O valor contrasta fortemente com a estimativa de superávit de R$ 18,6 bilhões com a qual o governo trabalha para o próximo ano, conforme o projeto de lei orçamentária de 2027, enviado ao Congresso no fim de agosto.
A divergência está nos parâmetros macroeconômicos. O governo ancora-se em uma projeção de expansão do PIB de 2,5%, a IFI projeta um crescimento de 1,8% e o Boletim Focus, 1,5%.
“Isso tem profundas implicações no dimensionamento das receitas públicas: mais ou menos crescimento econômico, mais ou menos recursos disponíveis para financiar a máquina e as políticas públicas”, diz o relatório.

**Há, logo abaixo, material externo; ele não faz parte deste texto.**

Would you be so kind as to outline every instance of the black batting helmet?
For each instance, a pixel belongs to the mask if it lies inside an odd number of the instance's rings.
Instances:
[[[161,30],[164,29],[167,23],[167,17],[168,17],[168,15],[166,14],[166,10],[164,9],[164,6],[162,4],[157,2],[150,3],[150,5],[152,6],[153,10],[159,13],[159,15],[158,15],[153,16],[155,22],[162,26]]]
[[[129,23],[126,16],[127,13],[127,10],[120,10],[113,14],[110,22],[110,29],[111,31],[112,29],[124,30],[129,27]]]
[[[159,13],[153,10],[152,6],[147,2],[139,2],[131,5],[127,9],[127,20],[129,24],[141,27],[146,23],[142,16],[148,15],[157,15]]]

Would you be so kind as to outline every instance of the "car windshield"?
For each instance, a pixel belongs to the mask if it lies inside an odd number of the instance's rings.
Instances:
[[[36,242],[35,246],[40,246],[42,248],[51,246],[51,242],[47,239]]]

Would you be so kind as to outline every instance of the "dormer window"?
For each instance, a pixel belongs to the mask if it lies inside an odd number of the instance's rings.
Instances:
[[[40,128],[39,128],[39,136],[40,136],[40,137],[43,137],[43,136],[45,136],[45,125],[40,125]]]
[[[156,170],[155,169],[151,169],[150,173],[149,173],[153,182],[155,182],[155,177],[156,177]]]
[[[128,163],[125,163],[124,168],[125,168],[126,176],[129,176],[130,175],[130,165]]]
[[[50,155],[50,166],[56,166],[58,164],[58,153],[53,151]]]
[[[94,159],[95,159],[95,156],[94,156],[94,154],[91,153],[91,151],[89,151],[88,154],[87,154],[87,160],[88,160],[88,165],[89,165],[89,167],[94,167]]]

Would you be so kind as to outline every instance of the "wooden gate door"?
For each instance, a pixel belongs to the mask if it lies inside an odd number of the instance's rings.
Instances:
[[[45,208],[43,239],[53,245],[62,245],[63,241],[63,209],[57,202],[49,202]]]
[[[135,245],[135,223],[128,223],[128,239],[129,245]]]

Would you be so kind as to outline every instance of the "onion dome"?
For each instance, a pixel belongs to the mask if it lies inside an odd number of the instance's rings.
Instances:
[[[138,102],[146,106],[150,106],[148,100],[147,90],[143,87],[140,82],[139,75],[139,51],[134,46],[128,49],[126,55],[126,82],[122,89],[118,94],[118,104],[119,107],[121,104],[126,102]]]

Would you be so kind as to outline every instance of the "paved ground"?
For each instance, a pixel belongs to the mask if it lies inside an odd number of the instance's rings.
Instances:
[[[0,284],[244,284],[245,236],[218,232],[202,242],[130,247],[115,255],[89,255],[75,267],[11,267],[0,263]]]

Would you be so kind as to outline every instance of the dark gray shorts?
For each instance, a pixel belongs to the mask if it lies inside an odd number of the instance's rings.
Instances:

Outra variável importante na construção da estrutura do orçamento é a inflação. O governo estima um IPCA de 3,6% no próximo ano, a IFI projeta 4,0% e o Boletim Focus, 4,3%. Também na projeção da massa salarial, vetor importante no cálculo da receita previdenciária, o governo usou como parâmetro um incremento de 10,1%, enquanto a IFI trabalha com uma expansão de 7,3%.
Para a IFI, essas discrepâncias afetam a própria perspectiva de cumprimento das metas previstas no arcabouço fiscal. A IFI avalia que, mesmo após as exclusões legais de despesas na apuração do resultado primário, haverá superávit primário inferior a R$ 1 bilhão, insuficiente para o cumprimento da meta fiscal, ainda que no limite inferior do intervalo de tolerância de 0,25 ponto porcentual do PIB.
Com isso, a IFI aponta a necessidade de contingenciamento de R$ 35,7 bilhões para o cumprimento da meta no próximo ano.
Os números da IFI são mais otimistas em relação às receitas derivadas da exploração de recursos naturais e dos dividendos repassados ao Tesouro Nacional pelas empresas estatais, em função do preço médio do barril de petróleo considerado.